Come morning, I throw my covers aside, throw my legs over the edge of the bed, turn on my bedside lamp, turn on my bedside radio for a first dose of the daily news, then pull on some clothes and head for the kitchen to get a pot of coffee going. That done, it’s time to turn on my computer and pick my way through the latest reports on all things climate.
Put another way, I start my climate-oriented day by doing my bit to heat the planet just a little more, simply because everything from my bedside lamp and radio to my kitchen stove and computer are powered by electricity.
Electricity where I live is powered by coal. So, here I sit, typing these words into a coal-fired computer, sipping coffee heated on a coal-fired stove, listening to news and music on a coal-fired radio, effectively pushing atmospheric CO2 density higher than the normal background levels that have kept the planet from being too cold to support Life. It boils down to my own daily creation of too much of an otherwise good thing.
I do all this knowing full well that I’m adding to the increasing risk for things that many people care about deeply, including children going outdoors to play and adults going outdoors to work.
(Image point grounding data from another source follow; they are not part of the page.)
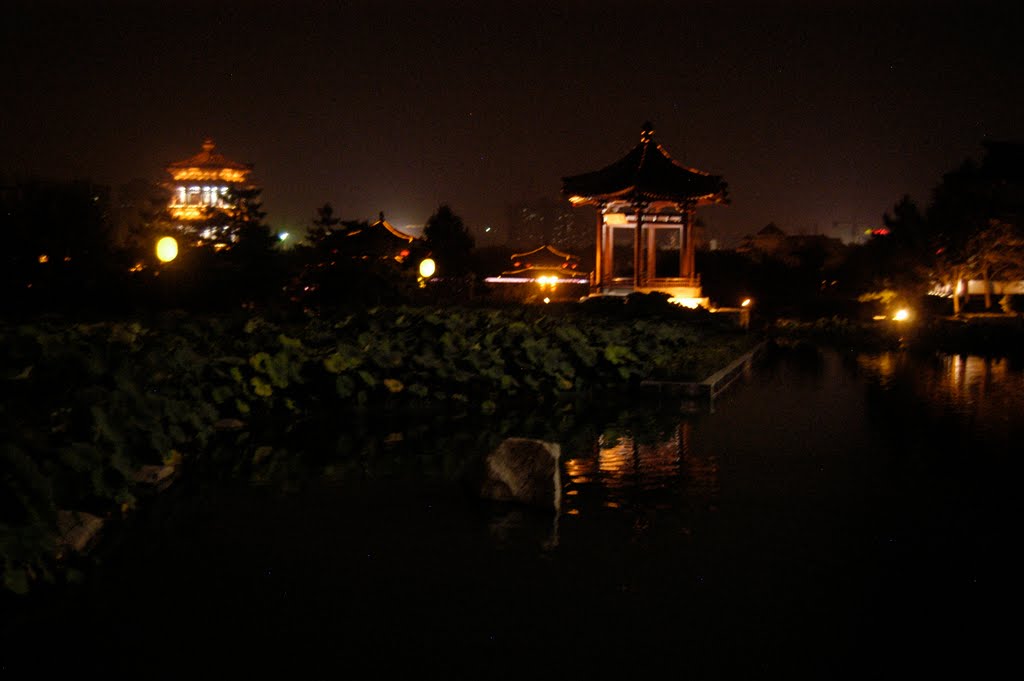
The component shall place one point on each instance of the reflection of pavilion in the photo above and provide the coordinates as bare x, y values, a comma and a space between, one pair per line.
646, 204
623, 467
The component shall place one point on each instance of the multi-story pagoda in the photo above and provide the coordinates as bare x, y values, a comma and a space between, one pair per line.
645, 207
201, 192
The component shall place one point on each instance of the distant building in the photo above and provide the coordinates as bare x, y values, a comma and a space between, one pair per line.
201, 195
646, 204
771, 242
381, 240
543, 274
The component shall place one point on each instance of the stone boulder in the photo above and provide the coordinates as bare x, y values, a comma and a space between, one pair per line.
524, 471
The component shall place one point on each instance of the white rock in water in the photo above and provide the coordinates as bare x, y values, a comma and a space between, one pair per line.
524, 470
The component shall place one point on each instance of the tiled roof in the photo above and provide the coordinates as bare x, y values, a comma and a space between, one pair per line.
209, 159
646, 173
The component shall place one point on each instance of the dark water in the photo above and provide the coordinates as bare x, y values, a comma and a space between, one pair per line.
833, 516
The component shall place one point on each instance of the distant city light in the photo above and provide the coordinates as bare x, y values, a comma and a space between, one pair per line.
167, 249
427, 268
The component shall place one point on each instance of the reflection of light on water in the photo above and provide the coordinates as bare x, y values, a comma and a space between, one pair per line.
987, 391
620, 468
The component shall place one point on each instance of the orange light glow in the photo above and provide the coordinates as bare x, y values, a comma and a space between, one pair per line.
167, 249
224, 174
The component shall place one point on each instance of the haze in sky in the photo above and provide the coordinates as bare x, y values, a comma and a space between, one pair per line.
820, 115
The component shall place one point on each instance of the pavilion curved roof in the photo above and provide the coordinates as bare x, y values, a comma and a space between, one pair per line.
208, 158
646, 173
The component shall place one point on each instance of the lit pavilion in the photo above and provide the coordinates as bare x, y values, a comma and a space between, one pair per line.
646, 204
200, 187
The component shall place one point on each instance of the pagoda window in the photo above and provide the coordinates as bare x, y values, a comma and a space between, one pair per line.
668, 242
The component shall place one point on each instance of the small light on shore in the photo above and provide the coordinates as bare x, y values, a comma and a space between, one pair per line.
167, 249
427, 268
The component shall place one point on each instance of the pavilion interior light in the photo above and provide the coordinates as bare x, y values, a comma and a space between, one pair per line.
167, 249
222, 174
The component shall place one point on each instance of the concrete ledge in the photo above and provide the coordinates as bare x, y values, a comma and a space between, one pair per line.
715, 384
A team led by the University of Hawaii’s Camilo Mora cites evidence that “it is unlikely that human physiology will evolve the necessary higher heat tolerance, highlighting that outdoor conditions will remain deadly.”
Mora has since said, “What we’re understanding is that the human body is actually very sensitive to heat, and that suggests pretty much everybody’s at risk. ” He went on to warn that “This is coming at our doors right now.”